Jianzhong Qi is an Associate Professor at The University of Melbourne and an ARC Future Fellow. His research concerns fundamental algorithms for management of and knowledge discovery from structured and semi-structured data. He has served as a PC Chair for the Australasian Database Conference in 2020, and he has served as an Area Chair, Senior PC member, and PC member for top machine learning and database venues such as ICML, NeurIPS, ICLR, SIGMOD, ICDE and WWW.

Tutorial 3

Neural Network Reprogrammability: A Unified Framework for Parameter-Efficient Foundation Model Adaptation

Venue: Bali

Time: TBD

The goal of this tutorial is to provide machine learning researchers and practitioners with a clear guideline for adapting Foundation Models in the context of parameter-efficient fine-tuning (PEFT).
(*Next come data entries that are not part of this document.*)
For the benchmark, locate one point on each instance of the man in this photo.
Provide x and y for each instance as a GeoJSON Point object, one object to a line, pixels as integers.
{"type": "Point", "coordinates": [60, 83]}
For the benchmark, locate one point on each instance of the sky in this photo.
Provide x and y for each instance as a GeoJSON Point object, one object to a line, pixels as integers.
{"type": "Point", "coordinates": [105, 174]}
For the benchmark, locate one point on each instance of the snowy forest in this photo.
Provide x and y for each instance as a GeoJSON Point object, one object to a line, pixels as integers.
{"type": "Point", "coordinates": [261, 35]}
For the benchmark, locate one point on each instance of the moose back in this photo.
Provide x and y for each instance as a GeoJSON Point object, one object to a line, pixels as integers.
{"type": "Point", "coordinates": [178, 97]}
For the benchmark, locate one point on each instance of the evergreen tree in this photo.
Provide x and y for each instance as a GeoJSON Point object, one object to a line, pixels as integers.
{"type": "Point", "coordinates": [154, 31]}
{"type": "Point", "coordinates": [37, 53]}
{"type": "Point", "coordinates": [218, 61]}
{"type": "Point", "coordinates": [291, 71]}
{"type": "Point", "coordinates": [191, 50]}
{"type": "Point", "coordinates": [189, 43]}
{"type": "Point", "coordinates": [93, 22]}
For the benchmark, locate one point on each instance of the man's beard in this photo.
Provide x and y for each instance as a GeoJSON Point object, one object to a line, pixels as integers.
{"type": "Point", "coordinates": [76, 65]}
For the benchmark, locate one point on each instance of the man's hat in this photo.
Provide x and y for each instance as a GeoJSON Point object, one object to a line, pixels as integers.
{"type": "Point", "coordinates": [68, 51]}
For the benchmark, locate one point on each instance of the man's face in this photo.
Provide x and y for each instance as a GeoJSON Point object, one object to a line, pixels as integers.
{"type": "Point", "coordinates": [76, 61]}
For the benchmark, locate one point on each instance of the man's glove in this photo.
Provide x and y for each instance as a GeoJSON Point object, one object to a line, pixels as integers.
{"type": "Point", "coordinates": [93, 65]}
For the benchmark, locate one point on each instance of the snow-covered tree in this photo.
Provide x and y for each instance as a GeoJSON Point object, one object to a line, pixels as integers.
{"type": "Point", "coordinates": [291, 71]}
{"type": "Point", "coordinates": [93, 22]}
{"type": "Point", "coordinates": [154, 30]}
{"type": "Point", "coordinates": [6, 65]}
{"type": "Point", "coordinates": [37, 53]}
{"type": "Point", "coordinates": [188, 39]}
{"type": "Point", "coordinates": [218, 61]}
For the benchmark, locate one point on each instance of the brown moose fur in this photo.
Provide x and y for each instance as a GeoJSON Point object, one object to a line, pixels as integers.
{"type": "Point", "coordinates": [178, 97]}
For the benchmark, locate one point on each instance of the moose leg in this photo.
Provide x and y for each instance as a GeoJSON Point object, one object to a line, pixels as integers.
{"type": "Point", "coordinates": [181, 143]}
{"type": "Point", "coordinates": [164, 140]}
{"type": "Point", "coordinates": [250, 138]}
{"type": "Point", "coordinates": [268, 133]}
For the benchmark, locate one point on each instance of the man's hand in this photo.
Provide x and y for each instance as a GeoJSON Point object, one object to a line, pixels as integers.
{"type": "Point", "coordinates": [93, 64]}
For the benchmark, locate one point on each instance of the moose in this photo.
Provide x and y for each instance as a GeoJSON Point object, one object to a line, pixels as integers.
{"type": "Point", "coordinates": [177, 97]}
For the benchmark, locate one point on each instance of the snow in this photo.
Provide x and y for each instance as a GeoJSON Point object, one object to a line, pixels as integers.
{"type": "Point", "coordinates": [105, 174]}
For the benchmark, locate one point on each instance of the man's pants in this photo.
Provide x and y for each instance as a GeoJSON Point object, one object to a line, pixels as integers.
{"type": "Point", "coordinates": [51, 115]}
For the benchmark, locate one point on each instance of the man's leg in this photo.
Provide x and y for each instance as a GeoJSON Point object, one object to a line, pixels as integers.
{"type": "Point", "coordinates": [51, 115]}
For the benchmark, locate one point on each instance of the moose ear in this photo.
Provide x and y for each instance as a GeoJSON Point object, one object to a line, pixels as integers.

This tutorial moves beyond a simple catalog of PEFT techniques to introduce Neural Network Reprogrammability as a unifying framework that explains how and why modern PEFT methods work. The audience will learn to view techniques, e.g., prompt tuning, in-context learning, and model reprogramming, not as isolated methodologies, but as principled instances of a shared underlying idea: repurposing a fixed pre-trained model by strategically manipulating information at its interfaces. Attendees will walk away with a structured understanding of the adaptation lifecycle: from input manipulation to output alignment. The tutorial will synthesize existing methodologies and practical applications with a cohesive principle, enabling attendees to better analyze, choose, and design adaptation strategies for their own projects, without incurring substantial costs when fine-tuning Foundation Models.

Speaker

Feng Liu

Feng Liu

The University of Melbourne

Feng Liu is a Senior Lecturer in Machine Learning and ARC DECRA Fellow at The University of Melbourne, where he directs the Trustworthy Machine Learning and Reasoning Lab. He is also a Visiting Scientist at RIKEN AIP. His research focuses on hypothesis testing and trustworthy machine learning. He has served as an area chair for ICML, NeurIPS, ICLR, and AISTATS, and as an editor or action editor for several leading journals. His work has been recognized with the NeurIPS 2022 Outstanding Paper Award and multiple Outstanding Reviewer Awards.